CMLS Legal Section Council: Revisiting DMCA Safe Harbor After The Final Rule
Monday, July 10, 2017
Much has been written about the Digital Millennium Copyright Act, and the Safe Harbor it provides from financial liability for copyright infringement of certain content posted to a website. As most know, the Safe Harbor can provide benefits to MLSs and their brokers.
Interim Rules, issued under the DMCA, provided for a manual filing system that allowed “online service providers” to file a single Designation and list "alternative names" on that single Designation. Some MLSs relied on the Interim Rules to file a single Designation listing all of its broker members as “alternate names” and listing the MLS as the “Designated Agent” for receipt of infringement claims.
Brokerage firms would often file separately and list all of their various websites and agent websites on a single Designation. Although the manual system was cumbersome, it was reasonably cost effective and provided for a one time filing with additional fees only being charged when new alternate names were added.
The Final Rule, adopted effective Dec. 1, 2016, was primarily intended to implement a new electronic system. It is a new system will make the filing process significantly easier and more efficient. However, the Final Rule also raises uncertainty as to application of the Safe Harbor to the real estate industry and the cost effectiveness of the Safe Harbor.
First, the Final Rule states that “separate legal entities” are not considered "alternate names" that can be filed on a single Designation. This could significantly impact the cost to an MLS or Broker by requiring them to complete numerous Designation forms (and in the case of MLSs possibly thousands of forms) where previously only one designation was filed. Although the Final Rule does significantly reduce the cost of filing a Designation to $6 (including unlimited alternate names), each Designation must be renewed every 3 years.
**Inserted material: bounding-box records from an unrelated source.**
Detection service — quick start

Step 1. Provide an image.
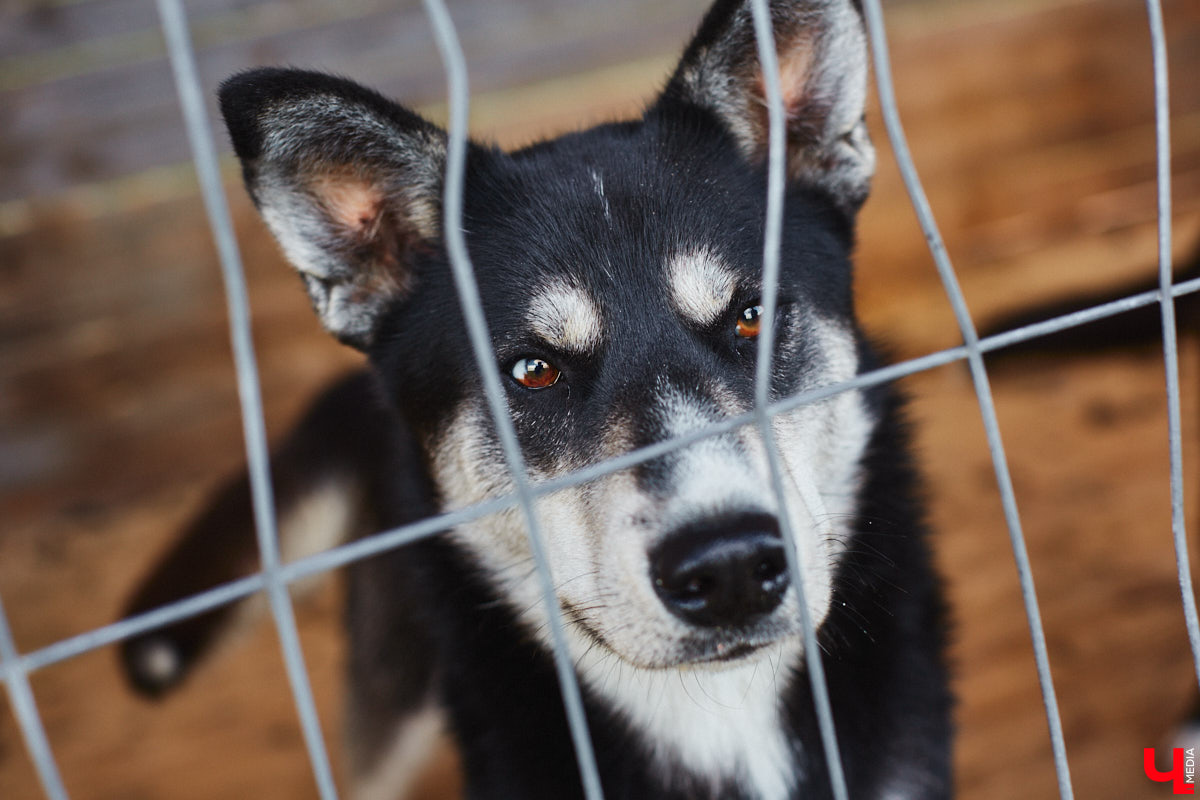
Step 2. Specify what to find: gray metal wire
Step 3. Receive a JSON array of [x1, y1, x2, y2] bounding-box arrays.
[[0, 0, 1200, 800], [0, 278, 1200, 681], [157, 0, 337, 800], [750, 0, 847, 800], [1146, 0, 1200, 682], [863, 0, 1074, 800], [425, 0, 604, 800], [0, 594, 67, 800]]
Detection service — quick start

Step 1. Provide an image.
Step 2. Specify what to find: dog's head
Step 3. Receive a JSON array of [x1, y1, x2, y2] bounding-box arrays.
[[221, 0, 874, 668]]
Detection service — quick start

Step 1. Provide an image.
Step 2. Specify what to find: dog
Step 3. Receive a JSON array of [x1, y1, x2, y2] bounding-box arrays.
[[122, 0, 952, 800]]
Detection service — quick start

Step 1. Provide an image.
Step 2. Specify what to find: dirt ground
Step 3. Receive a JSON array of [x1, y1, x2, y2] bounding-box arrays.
[[0, 0, 1200, 800]]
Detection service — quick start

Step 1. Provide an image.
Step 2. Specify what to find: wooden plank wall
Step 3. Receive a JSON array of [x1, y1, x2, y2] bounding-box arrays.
[[0, 0, 1200, 800]]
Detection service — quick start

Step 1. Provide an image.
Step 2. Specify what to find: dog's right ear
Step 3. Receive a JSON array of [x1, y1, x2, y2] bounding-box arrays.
[[221, 70, 445, 349]]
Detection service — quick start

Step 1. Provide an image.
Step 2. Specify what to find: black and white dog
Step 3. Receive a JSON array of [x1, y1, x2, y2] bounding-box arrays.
[[124, 0, 952, 800]]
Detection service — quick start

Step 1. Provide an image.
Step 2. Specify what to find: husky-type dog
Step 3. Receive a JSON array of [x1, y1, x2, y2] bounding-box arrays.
[[124, 0, 950, 800]]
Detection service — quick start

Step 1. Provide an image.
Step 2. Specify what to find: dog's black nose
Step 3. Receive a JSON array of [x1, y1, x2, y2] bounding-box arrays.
[[650, 515, 788, 627]]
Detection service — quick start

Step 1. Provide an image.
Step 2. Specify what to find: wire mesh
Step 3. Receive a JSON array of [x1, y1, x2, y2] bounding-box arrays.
[[0, 0, 1200, 800]]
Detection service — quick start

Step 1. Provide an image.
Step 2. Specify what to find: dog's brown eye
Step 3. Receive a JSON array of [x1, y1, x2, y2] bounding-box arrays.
[[738, 306, 762, 339], [512, 359, 562, 389]]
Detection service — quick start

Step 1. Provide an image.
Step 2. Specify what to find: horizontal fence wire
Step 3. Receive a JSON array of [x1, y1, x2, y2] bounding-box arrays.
[[0, 0, 1200, 800], [0, 278, 1200, 681], [0, 594, 67, 800], [863, 0, 1075, 800]]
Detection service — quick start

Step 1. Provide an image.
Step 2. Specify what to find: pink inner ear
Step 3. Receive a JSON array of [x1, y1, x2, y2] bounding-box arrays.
[[312, 174, 384, 239], [755, 36, 812, 128]]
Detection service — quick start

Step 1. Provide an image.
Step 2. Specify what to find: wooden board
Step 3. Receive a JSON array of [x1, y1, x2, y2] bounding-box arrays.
[[0, 0, 1200, 800]]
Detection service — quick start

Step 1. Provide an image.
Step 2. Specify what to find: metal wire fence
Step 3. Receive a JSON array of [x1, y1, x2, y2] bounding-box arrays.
[[0, 0, 1200, 800]]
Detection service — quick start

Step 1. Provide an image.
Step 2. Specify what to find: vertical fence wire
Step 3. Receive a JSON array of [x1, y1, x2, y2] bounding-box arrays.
[[750, 0, 848, 800], [425, 0, 604, 800], [1146, 0, 1200, 682], [157, 0, 337, 800], [0, 0, 1200, 800], [863, 0, 1074, 800], [0, 594, 67, 800]]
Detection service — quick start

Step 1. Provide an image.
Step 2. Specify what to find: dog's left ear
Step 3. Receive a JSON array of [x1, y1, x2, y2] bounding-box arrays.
[[659, 0, 875, 213]]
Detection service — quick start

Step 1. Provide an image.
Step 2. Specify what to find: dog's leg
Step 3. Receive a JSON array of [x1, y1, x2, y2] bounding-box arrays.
[[121, 373, 390, 696], [346, 546, 448, 800]]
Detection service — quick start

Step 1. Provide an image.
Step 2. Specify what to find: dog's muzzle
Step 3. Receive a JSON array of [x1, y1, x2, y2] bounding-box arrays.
[[649, 515, 788, 627]]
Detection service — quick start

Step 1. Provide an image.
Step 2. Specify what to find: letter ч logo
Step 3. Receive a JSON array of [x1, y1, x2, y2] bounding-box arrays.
[[1141, 747, 1196, 794]]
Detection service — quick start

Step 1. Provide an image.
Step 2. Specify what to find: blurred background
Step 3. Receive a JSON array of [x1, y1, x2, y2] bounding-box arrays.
[[0, 0, 1200, 800]]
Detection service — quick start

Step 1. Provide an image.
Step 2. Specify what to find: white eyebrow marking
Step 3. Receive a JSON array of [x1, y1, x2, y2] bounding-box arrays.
[[528, 281, 604, 353], [667, 248, 737, 325], [592, 169, 612, 224]]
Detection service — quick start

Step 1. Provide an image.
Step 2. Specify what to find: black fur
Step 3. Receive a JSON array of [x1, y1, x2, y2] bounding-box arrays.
[[119, 0, 950, 800]]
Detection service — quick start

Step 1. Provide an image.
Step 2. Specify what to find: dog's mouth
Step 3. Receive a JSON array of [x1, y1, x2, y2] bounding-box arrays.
[[570, 604, 796, 669]]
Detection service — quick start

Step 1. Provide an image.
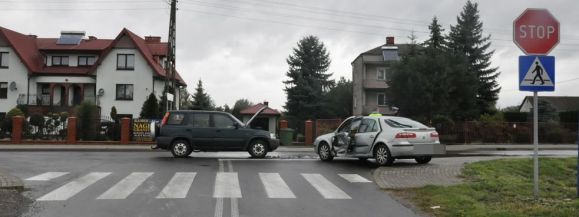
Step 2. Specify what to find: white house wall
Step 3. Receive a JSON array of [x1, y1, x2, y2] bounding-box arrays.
[[96, 48, 154, 118], [0, 46, 28, 112]]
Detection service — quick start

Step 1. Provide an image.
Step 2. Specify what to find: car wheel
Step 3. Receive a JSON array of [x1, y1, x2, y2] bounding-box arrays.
[[414, 156, 432, 164], [171, 139, 193, 158], [318, 142, 334, 161], [374, 144, 394, 166], [248, 139, 267, 158]]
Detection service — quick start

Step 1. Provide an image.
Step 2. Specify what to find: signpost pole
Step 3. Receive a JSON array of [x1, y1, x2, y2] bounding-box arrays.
[[533, 91, 539, 200]]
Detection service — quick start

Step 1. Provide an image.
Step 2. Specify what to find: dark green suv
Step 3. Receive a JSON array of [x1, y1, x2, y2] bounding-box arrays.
[[151, 107, 279, 158]]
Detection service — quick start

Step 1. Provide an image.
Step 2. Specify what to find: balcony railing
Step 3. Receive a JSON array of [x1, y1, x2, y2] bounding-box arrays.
[[17, 94, 51, 106], [16, 94, 96, 106], [363, 79, 388, 89]]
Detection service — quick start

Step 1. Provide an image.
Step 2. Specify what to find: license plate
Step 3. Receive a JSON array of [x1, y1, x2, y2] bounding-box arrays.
[[414, 144, 446, 155]]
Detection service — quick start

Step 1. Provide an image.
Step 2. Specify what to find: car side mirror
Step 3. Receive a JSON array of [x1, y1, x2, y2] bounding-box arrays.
[[350, 129, 358, 135], [233, 122, 241, 129]]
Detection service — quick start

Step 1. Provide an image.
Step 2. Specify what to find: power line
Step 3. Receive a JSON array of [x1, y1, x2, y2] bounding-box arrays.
[[181, 2, 428, 33]]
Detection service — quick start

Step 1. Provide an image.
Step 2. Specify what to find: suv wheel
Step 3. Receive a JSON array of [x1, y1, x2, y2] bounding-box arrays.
[[171, 139, 193, 158], [318, 142, 334, 161], [374, 144, 394, 166], [248, 139, 267, 158]]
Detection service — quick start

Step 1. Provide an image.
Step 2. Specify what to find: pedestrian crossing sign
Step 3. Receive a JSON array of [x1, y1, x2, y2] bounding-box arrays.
[[519, 56, 555, 91]]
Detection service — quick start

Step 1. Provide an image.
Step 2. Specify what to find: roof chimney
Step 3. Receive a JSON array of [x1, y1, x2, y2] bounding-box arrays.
[[386, 36, 394, 45], [145, 36, 161, 43], [60, 31, 86, 37]]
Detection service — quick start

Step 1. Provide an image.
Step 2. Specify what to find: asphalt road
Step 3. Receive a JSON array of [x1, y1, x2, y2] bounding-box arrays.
[[0, 152, 417, 217]]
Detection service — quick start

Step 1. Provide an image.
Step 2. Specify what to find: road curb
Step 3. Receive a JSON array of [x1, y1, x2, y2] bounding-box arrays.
[[0, 168, 24, 191]]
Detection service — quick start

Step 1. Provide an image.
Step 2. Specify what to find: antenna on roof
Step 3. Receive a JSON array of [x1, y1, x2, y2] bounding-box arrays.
[[164, 0, 177, 110]]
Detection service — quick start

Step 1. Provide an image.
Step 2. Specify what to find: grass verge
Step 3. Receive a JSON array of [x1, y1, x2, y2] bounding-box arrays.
[[403, 158, 579, 217]]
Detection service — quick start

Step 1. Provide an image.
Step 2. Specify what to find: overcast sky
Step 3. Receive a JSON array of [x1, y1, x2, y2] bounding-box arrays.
[[0, 0, 579, 109]]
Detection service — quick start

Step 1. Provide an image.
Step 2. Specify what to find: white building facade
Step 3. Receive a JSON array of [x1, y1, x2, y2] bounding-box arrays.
[[0, 27, 186, 118]]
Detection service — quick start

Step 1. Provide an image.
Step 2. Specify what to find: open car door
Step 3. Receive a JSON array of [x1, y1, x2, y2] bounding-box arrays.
[[332, 118, 362, 156]]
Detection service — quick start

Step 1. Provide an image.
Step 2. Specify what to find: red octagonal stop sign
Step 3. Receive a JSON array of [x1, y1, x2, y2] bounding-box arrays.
[[513, 9, 559, 55]]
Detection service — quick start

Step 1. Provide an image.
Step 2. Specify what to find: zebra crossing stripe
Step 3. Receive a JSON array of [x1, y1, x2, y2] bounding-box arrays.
[[213, 172, 241, 198], [97, 172, 153, 200], [157, 173, 197, 199], [37, 172, 111, 201], [259, 173, 296, 198], [338, 174, 372, 183], [302, 173, 352, 199], [25, 172, 68, 181]]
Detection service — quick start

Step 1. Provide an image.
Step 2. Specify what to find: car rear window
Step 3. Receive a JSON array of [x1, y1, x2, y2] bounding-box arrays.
[[167, 113, 185, 125], [193, 113, 210, 128], [384, 118, 427, 128]]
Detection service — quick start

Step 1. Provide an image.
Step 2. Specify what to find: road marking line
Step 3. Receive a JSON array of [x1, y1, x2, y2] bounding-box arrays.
[[338, 174, 372, 183], [26, 172, 69, 181], [97, 172, 153, 200], [157, 173, 197, 198], [213, 198, 223, 217], [36, 173, 111, 201], [259, 173, 296, 198], [213, 159, 224, 217], [231, 198, 239, 217], [302, 173, 352, 199], [213, 172, 241, 198]]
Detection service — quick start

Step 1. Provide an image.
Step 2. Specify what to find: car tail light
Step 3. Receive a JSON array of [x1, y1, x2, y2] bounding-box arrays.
[[430, 132, 438, 138], [161, 112, 169, 126], [395, 132, 416, 139]]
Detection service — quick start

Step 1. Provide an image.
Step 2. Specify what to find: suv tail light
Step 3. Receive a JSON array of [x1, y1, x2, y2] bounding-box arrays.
[[395, 132, 416, 139], [161, 112, 169, 127], [430, 132, 438, 138]]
Moreover, the Final Rule provides for a phase out of the manual system, which will require any Designations filed under the prior Interim Rules to re-register before December 31, 2017. Failure to re-register during this transition period will result in the loss of the Safe Harbor.
The National Association of REALTORS (NAR) has noted the importance and benefits of the Safe Harbor to the real estate brokerage industry in a letter to the U.S. Copyright Office dated Feb. 21, 2017.
Although supportive of the electronic filing system, NAR points out several concerns regarding the Final Rule, including the additional cost of filing multiple applications for real estate brokers and professionals that are separate legal entities. As of June 2017, the Copyright Office had not responded to NAR’s letter and it is unlikely that any requested clarification can or will be provided by the end of the transition period on Dec. 31, 2017.
Although the DMCA Safe Harbor remains a valuable tool for limiting potential copyright infringement liability, questions remain as to the most cost effective and proper way that MLSs and real estate brokers can comply with the Safe Harbor. MLSs are encouraged to consult with their legal counsel to address the requirements for filing and re-registration of interim filings and how they can educate and assist their broker members in complying with the DMCA Safe Harbor.
This article was by submitted as a special collaborative effort on behalf of the CMLS Legal Section Council.